We have lost one of the greats. Renowned British physicist Stephen Hawking has passed away at the age of 76 in his Cambridge home, leaving behind a enormous legacy for science and human’s overall understanding of the universe.
While Mr. Hawking was strictly a figure in the scientific community, he also had some interesting participations in the tech industry, particularly regarding his interest in artificial intelligence. The tech that’s been on the forefront of every major tech company was a central topic of discussion for the physicist, specially during the last years of his life, when it actually became real.
AI is just in its first steps now, but some of Hawking’s opinions and predictions will be key to understanding what’s about to happen in our immediate future. These are some of the things he had to say.
He warned that AI could lead to the end of mankind
Back in 2014, when Intel developed a new system that allowed Hawking to speak, he commented on the usefulness of AI, even during its current primitive state.

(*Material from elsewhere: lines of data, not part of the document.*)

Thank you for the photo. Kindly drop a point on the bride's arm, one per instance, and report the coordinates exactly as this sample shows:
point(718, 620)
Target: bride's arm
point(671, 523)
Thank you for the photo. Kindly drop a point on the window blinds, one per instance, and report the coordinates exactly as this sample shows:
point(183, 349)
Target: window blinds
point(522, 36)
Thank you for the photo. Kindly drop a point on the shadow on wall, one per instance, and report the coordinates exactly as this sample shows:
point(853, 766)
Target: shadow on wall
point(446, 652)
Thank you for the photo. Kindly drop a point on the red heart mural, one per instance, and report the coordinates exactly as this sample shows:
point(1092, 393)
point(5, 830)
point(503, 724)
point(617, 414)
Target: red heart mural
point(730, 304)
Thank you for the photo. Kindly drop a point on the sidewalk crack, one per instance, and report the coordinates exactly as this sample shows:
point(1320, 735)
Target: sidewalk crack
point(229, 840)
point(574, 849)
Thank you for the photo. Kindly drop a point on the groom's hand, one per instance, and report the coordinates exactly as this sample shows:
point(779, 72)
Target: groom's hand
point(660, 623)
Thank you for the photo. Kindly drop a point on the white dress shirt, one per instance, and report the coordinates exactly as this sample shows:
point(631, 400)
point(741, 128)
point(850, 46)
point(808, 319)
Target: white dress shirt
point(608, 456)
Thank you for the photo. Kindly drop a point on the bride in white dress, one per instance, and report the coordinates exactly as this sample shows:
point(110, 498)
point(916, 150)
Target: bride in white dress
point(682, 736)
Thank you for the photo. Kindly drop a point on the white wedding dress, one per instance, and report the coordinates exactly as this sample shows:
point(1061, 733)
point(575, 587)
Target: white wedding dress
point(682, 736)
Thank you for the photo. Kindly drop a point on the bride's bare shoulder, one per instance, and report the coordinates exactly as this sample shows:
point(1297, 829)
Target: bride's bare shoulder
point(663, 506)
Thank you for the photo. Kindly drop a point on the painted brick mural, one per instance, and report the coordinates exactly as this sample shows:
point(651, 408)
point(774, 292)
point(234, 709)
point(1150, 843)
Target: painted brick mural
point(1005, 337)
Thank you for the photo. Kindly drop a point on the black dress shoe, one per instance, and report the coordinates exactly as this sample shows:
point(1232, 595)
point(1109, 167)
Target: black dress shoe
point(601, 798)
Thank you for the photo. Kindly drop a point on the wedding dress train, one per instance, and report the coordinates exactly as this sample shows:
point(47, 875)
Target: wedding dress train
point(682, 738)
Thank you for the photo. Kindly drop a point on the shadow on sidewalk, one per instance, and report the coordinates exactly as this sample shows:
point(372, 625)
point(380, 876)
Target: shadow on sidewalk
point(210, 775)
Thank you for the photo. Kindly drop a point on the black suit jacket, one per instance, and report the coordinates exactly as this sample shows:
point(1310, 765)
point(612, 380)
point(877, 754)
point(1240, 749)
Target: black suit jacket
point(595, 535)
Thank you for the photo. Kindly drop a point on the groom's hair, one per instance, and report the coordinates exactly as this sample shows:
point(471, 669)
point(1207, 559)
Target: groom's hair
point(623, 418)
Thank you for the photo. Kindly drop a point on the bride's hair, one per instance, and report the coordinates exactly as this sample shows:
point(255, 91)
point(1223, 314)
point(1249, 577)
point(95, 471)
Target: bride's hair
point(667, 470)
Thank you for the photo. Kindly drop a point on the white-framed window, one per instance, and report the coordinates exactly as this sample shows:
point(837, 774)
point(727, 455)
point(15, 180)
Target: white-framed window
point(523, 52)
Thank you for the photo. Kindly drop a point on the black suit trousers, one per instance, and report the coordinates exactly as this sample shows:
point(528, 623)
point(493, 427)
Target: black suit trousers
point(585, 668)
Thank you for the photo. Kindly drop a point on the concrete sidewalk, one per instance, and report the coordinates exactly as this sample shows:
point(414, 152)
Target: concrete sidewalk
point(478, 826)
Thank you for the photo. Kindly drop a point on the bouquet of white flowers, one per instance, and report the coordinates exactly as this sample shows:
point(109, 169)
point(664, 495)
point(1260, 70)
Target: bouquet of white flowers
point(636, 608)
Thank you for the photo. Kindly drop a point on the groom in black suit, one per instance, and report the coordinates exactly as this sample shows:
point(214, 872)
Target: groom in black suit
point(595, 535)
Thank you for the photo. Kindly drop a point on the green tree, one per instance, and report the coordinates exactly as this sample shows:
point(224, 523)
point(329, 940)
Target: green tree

However, he also expressed his fears of creating something that could surpass human’s intelligence.
“The development of full artificial intelligence could spell the end of the human race,” he told BBC at the time, explaining that once AI took off, it would keep redesigning itself at an ever-increasing rate. “Humans, who are limited by slow biological evolution, couldn’t compete, and would be superseded.”
A year later, he predicted that it would probably take less than a century for that to happen. “Computers will overtake humans with AI at some point within the next 100 years,” he said at a London conference in 2015. “When that happens, we need to make sure the computers have goals aligned with ours.”
He signed a pact with Elon Musk (and others) to stop AI’s threat
While figures like Mark Zuckerberg and Bill Gates are more optimistic about AI’s prospects, Hawking nonetheless expressed his fears in an open letter he co-signed with Tesla CEO Elon Musk, where they urged for more research on how to prevent the possible “pitfalls” of AI.
Sometime later, in an interesting development, both men and other important figures came up with the “Asilomar AI Principles”, designed as a guideline for the safe development of artificial intelligence.
“Artificial intelligence has already provided beneficial tools that are used every day by people around the world,” reads the proposal. “Its continued development, guided by the following principles, will offer amazing opportunities to help and empower people in the decades and centuries ahead.”
A total of 23 principles were proposed in three categories: research issues, ethics and values and longer-term issues. It was presented on February 2017.
Tech could end poverty, but he also urged caution
Far from fearing Hollywood-style premises like Skynet, Hawking’s worries had to do more with practical scenarios, like how AI and robots could potentially rob the world of millions of jobs or affect the economy negatively. However, he also admitted that these were promising advancements that could improve humanity’s existence.
“The rise of AI could be the worst or the best thing that has happened for humanity,” he said last year. “We simply need to be aware of the dangers, identify them, employ the best possible practice and management and prepare for its consequences well in advance.”
To counter this, Mr. Hawking called for a creation of a “world government” to fight the upcoming challenges related to AI. Now, he is unfortunately no longer with us, but his contributions to the field have already proved to be extremely valuable, and they will potentially shape the future for the better.